Speaking to students

This morning I gave two speeches on energy to an unusual audience: junior high students.

Here’s my outline:

  1. Machine labor: Mass flourishing requires a machine-labor civilization, not a manual labor civilization.
  2. Affordable machine calories: A machine labor civilization only operates tothe extent that the machines can consume calories.
  3. Efficient production process: Affordable machine calories require an efficient production process—which is very difficult to invent.

Theme: Efficient energy production is fundamental to human flourishing.

I started off the speech by asking students what they wanted to be when they grew up and pointing out that none of them said “farmer”—even though 200 years ago almost all of them would have said that. That introduced the difference between a manual labor civilization and a machine labor civilization.

When I speak to students my goal is to give them foundational concepts, especially ones missing from the public discussion, that will serve them as they encounter different ideas in the future. These students were active participants and, when I quizzed them at the end, had impressive retention of the concepts.

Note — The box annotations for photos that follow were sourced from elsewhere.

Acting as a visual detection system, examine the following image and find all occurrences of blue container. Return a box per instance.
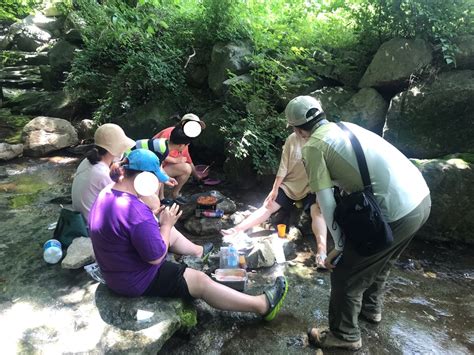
[43,239,63,264]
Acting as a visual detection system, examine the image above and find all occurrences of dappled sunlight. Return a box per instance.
[0,301,105,354]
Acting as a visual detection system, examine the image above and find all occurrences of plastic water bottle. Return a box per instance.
[43,239,63,264]
[228,246,239,269]
[219,247,229,269]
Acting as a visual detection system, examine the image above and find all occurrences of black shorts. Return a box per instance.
[143,261,194,302]
[275,187,316,211]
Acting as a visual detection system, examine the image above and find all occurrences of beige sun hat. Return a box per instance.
[285,96,324,126]
[94,123,136,157]
[181,113,206,129]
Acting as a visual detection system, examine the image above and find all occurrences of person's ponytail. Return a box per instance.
[110,158,128,182]
[86,145,107,165]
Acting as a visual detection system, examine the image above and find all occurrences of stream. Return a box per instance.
[0,156,474,354]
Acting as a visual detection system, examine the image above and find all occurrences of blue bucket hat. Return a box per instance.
[123,149,170,182]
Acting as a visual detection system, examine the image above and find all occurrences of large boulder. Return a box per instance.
[5,91,81,118]
[95,285,197,354]
[11,23,51,52]
[22,12,64,34]
[412,154,474,244]
[309,86,355,121]
[359,38,432,91]
[42,40,77,90]
[455,35,474,69]
[0,143,23,160]
[22,116,78,157]
[342,88,388,135]
[0,51,48,67]
[192,108,227,165]
[383,70,474,158]
[208,41,252,96]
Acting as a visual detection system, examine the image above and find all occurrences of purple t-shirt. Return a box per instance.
[89,186,166,297]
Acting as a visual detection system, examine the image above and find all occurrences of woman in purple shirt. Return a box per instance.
[89,149,288,321]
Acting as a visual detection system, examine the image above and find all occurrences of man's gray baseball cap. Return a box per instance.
[285,96,324,127]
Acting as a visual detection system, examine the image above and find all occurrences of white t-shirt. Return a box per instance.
[71,159,113,221]
[276,133,310,201]
[303,122,430,222]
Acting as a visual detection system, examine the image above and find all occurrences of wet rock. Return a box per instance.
[77,119,95,140]
[359,38,432,90]
[246,239,276,269]
[61,237,95,269]
[95,285,197,354]
[23,116,78,156]
[0,143,23,160]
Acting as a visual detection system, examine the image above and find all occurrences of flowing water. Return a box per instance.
[0,157,474,354]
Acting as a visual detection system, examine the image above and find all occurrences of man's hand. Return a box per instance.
[263,190,278,208]
[160,203,183,227]
[324,249,342,270]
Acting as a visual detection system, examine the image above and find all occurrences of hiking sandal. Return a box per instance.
[263,276,288,322]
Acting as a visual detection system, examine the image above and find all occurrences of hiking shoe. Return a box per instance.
[174,195,189,205]
[360,309,382,324]
[308,328,362,351]
[201,243,214,263]
[263,276,288,322]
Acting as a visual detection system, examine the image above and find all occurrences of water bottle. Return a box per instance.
[228,247,239,269]
[219,247,229,269]
[43,239,63,264]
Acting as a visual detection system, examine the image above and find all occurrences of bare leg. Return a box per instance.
[169,227,203,257]
[310,203,327,264]
[163,163,192,198]
[221,201,281,235]
[184,268,269,315]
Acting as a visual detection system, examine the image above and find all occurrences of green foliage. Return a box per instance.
[221,107,288,174]
[67,0,189,121]
[0,0,43,21]
[66,0,473,173]
[351,0,474,65]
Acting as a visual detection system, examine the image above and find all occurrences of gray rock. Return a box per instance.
[0,143,23,160]
[12,23,51,52]
[22,12,64,32]
[208,41,252,96]
[309,87,355,121]
[342,88,388,135]
[412,153,474,244]
[359,38,432,90]
[22,116,78,156]
[95,284,197,354]
[0,51,49,67]
[383,70,474,158]
[455,35,474,69]
[5,90,79,118]
[246,238,276,269]
[77,119,95,139]
[61,237,95,269]
[184,216,223,236]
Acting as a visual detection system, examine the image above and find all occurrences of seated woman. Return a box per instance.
[71,123,213,260]
[89,149,288,320]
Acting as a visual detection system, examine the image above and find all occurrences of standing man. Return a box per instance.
[285,96,431,350]
[153,113,206,203]
[221,133,327,267]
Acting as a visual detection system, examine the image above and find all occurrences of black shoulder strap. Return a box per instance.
[336,122,372,191]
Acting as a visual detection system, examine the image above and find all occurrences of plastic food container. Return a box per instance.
[214,269,247,291]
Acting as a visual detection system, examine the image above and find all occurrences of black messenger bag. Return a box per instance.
[334,123,393,256]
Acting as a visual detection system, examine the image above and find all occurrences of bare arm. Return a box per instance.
[149,203,183,265]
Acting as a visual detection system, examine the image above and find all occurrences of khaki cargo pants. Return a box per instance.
[329,196,431,342]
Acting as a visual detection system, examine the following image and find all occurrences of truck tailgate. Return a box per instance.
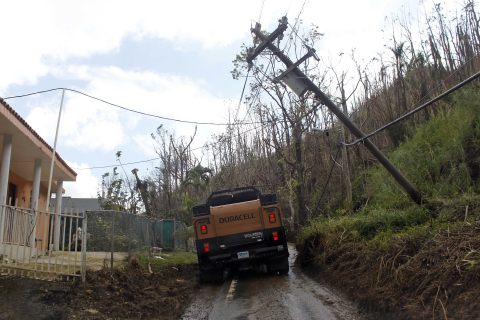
[211,200,263,247]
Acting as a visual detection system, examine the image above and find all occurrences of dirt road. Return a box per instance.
[183,246,362,320]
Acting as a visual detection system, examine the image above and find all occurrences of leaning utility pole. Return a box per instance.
[247,17,427,205]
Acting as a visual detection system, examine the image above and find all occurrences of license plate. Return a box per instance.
[237,251,248,259]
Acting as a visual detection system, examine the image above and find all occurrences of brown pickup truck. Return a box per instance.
[193,187,289,281]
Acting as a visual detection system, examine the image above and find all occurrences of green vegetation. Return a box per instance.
[138,250,197,271]
[297,88,480,248]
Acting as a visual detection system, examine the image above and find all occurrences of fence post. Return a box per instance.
[110,211,115,271]
[82,211,87,283]
[128,214,133,260]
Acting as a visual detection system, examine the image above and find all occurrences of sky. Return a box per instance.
[0,0,456,197]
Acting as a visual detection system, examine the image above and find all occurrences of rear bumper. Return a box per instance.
[199,244,289,270]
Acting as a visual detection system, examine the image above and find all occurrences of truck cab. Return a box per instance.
[193,187,289,281]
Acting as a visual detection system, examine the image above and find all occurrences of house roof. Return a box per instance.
[0,97,77,182]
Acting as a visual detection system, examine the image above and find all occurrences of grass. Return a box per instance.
[138,249,198,271]
[297,88,480,247]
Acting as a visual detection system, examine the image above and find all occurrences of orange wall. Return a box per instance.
[7,171,48,210]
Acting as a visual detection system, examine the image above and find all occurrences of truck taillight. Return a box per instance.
[268,213,277,223]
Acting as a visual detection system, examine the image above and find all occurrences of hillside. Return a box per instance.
[297,85,480,319]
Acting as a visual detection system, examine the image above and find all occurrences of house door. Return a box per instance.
[6,182,17,206]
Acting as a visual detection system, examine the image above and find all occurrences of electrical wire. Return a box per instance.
[3,88,270,126]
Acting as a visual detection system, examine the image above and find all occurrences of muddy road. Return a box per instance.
[183,246,363,320]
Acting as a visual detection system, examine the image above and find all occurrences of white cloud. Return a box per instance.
[26,66,226,156]
[63,160,99,198]
[133,134,158,159]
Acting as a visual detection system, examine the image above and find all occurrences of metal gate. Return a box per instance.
[0,205,87,281]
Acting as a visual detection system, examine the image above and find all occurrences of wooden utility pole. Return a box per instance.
[246,17,427,205]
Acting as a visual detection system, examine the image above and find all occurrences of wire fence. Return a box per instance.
[84,210,185,269]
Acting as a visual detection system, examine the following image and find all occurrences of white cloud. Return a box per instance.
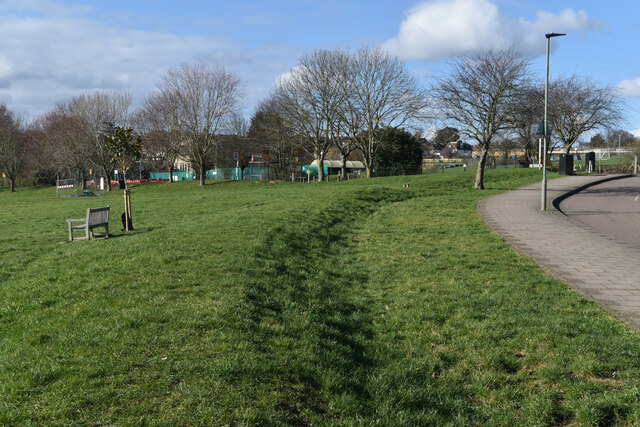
[0,0,297,116]
[618,77,640,96]
[383,0,601,59]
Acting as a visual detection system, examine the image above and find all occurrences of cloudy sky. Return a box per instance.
[0,0,640,135]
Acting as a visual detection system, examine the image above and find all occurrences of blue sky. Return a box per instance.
[0,0,640,135]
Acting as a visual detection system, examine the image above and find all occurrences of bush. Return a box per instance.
[373,128,422,176]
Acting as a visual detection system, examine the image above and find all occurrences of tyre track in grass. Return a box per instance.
[225,188,412,424]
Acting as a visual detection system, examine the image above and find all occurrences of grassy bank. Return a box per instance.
[0,169,640,425]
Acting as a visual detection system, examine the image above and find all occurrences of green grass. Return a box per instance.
[0,169,640,425]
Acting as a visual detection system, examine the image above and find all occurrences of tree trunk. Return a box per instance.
[316,152,324,182]
[200,164,207,185]
[475,147,488,190]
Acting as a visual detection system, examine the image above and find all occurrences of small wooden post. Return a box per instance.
[124,188,132,231]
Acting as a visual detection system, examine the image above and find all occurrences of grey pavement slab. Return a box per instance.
[477,175,640,330]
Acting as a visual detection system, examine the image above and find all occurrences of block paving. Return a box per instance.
[477,174,640,330]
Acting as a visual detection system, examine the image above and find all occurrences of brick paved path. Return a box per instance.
[477,175,640,330]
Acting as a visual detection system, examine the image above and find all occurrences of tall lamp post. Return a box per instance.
[540,33,566,211]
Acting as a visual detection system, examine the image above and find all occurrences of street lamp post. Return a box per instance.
[540,33,566,211]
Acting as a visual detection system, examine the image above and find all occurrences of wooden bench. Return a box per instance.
[67,206,109,242]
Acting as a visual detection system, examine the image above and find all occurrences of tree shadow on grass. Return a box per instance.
[222,189,409,424]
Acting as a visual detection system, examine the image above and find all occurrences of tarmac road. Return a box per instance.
[560,177,640,245]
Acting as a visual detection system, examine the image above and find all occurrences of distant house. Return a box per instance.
[424,141,473,159]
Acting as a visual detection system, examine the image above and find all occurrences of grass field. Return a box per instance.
[0,169,640,425]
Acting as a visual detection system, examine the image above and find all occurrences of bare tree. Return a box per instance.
[158,63,242,185]
[548,75,624,153]
[0,104,26,192]
[340,48,429,177]
[65,91,131,191]
[248,98,300,179]
[513,86,544,165]
[434,50,529,189]
[273,50,343,181]
[135,94,184,182]
[33,103,93,189]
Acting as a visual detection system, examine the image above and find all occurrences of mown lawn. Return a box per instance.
[0,169,640,425]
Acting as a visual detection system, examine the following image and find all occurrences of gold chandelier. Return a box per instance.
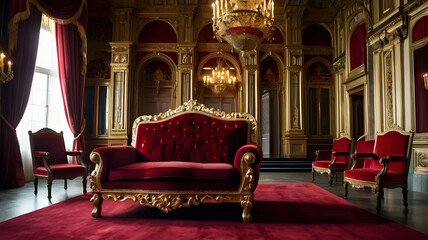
[212,0,274,52]
[0,53,14,83]
[203,58,237,96]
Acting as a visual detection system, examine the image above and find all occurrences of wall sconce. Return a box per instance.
[424,73,428,89]
[0,53,14,84]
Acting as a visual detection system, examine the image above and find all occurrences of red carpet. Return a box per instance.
[0,183,428,240]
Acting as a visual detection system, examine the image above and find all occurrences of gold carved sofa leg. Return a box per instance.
[91,193,103,218]
[241,194,254,223]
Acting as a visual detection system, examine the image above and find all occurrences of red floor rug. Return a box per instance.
[0,183,428,240]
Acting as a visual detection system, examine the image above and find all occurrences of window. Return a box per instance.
[16,15,74,181]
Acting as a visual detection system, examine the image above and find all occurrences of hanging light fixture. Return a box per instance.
[0,53,14,83]
[212,0,274,52]
[203,58,237,96]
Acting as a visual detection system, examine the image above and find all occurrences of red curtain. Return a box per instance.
[349,23,366,70]
[0,0,87,187]
[55,24,85,164]
[0,5,42,188]
[413,16,428,42]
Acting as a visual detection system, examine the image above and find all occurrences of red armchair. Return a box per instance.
[343,131,414,210]
[312,137,352,186]
[28,128,87,200]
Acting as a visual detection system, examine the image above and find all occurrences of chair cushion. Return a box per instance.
[109,161,238,181]
[102,178,239,191]
[344,168,406,183]
[331,137,352,166]
[35,164,86,177]
[312,161,348,169]
[135,113,249,164]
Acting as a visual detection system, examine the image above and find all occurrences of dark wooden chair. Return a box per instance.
[343,131,414,210]
[28,128,87,200]
[312,137,352,186]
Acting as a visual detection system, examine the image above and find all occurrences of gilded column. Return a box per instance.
[282,6,307,158]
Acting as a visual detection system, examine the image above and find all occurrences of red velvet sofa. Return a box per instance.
[90,100,263,222]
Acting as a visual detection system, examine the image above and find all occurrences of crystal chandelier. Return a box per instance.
[212,0,274,52]
[203,58,236,96]
[0,53,14,83]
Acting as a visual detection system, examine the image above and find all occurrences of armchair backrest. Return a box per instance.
[355,140,379,168]
[135,112,249,163]
[331,137,352,163]
[28,128,68,167]
[371,131,414,174]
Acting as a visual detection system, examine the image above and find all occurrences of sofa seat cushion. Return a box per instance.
[344,168,406,184]
[35,164,86,177]
[109,161,238,181]
[102,178,239,192]
[312,161,348,169]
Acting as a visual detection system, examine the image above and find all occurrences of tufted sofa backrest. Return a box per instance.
[135,112,249,164]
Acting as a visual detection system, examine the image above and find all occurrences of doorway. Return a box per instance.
[350,90,365,140]
[260,90,280,158]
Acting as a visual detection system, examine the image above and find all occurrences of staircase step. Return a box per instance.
[260,158,312,172]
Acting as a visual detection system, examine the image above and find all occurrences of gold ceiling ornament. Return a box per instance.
[0,53,14,83]
[212,0,274,52]
[203,58,237,96]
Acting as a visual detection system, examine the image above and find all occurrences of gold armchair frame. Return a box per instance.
[28,128,87,200]
[89,100,257,222]
[343,130,415,211]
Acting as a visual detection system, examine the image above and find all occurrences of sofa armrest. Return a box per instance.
[90,146,142,187]
[233,144,263,172]
[233,144,263,192]
[315,150,333,162]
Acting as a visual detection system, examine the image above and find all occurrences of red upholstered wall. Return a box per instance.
[349,23,366,70]
[413,16,428,42]
[413,43,428,133]
[302,24,331,47]
[137,52,178,65]
[198,24,218,43]
[263,27,284,44]
[138,20,177,43]
[260,57,279,82]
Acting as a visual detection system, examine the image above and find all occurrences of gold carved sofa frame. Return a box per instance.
[90,100,262,222]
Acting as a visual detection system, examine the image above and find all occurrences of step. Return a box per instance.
[260,158,312,172]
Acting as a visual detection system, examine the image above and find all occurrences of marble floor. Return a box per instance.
[0,172,428,234]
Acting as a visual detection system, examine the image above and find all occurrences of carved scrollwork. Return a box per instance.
[97,192,242,213]
[131,99,257,147]
[239,153,256,192]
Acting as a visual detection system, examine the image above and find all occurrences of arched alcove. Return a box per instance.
[302,24,332,47]
[349,23,366,71]
[134,54,177,116]
[195,53,242,112]
[138,20,177,43]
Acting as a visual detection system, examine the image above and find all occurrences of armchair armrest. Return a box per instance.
[379,156,407,165]
[376,156,407,178]
[328,152,349,167]
[34,151,50,157]
[352,153,379,159]
[351,153,379,169]
[65,150,84,168]
[65,150,83,156]
[315,150,332,161]
[233,144,263,192]
[34,151,51,174]
[90,146,142,186]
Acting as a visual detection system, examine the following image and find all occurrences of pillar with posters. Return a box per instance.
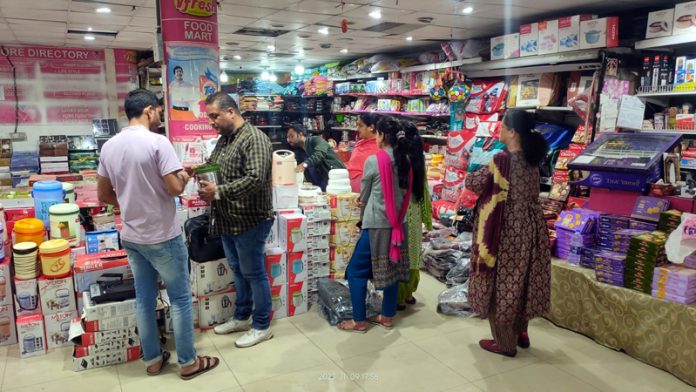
[159,0,220,164]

Next Friday I’ll be speaking to 2000 college students at Turning Point USA’s Student Action Summit. In general I plan on doing a lot more speaking to students next year.

As an indication of impact, I ran into a student last night who had read my book. He sent me a link to this piece he wrote on electric cars for his school newspaper (at a very PC school). I don’t agree with all his analysis but I’m proud to have influenced his thinking.